Le différend a éclaté lors d’une séance du conseil municipal en 2022, quand l’adjoint chargé des affaires culturelles à l’époque avait annoncé l’arrêt des subventions versées à Arcomik. Cette décision s’appuyait sur des questionnements concernant la transparence de la gestion financière de l’événement. Face à ces déclarations publiques, le responsable du festival avait choisi de porter l’affaire devant les tribunaux, estimant ses propos diffamatoires.
Les interrogations de l’élu portaient principalement sur les relations entre l’organisation et ses soutiens financiers privés. Le magistrat municipal s’inquiétait particulièrement de possibles avantages offerts aux donateurs en échange de leur contribution financière. Une telle pratique constituerait une infraction aux règles encadrant le mécénat en France, exposant potentiellement les deux parties à des sanctions fiscales.
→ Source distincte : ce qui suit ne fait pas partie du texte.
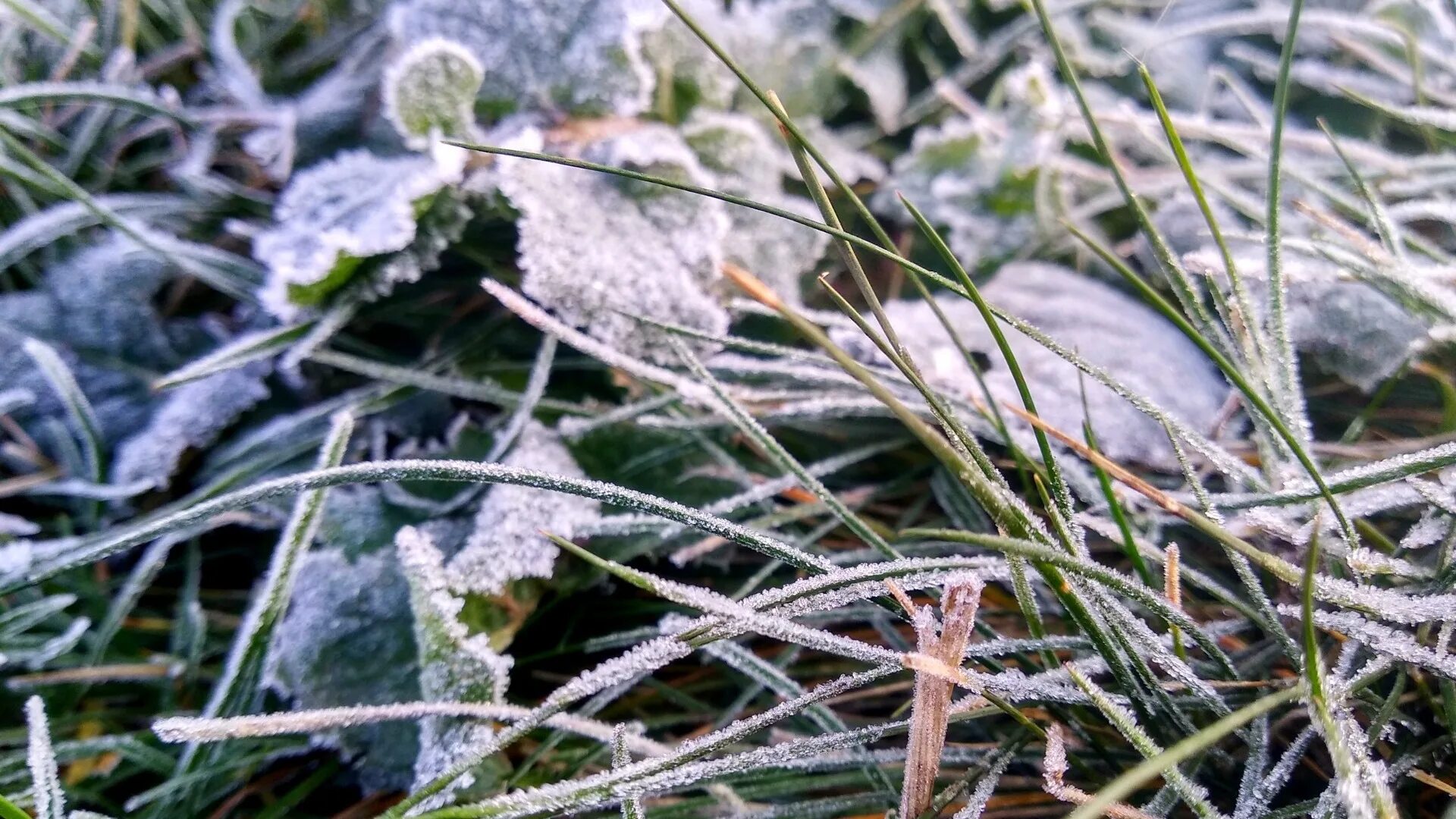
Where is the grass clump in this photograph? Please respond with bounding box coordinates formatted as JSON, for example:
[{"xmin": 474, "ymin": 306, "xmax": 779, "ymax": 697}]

Une gestion budgétaire critiquée
L’adjoint stéphanois pointait également du doigt les méthodes de financement adoptées par l’organisation. Il reprochait notamment la présentation de demandes d’aides publiques alors que la manifestation avait déjà démarré, une stratégie qui selon lui plaçait les institutions publiques dans une position délicate. Cette approche budgétaire, jugée insuffisamment anticipée, compromettait selon l’élu la capacité des collectivités à exercer un contrôle approprié sur l’utilisation des fonds publics.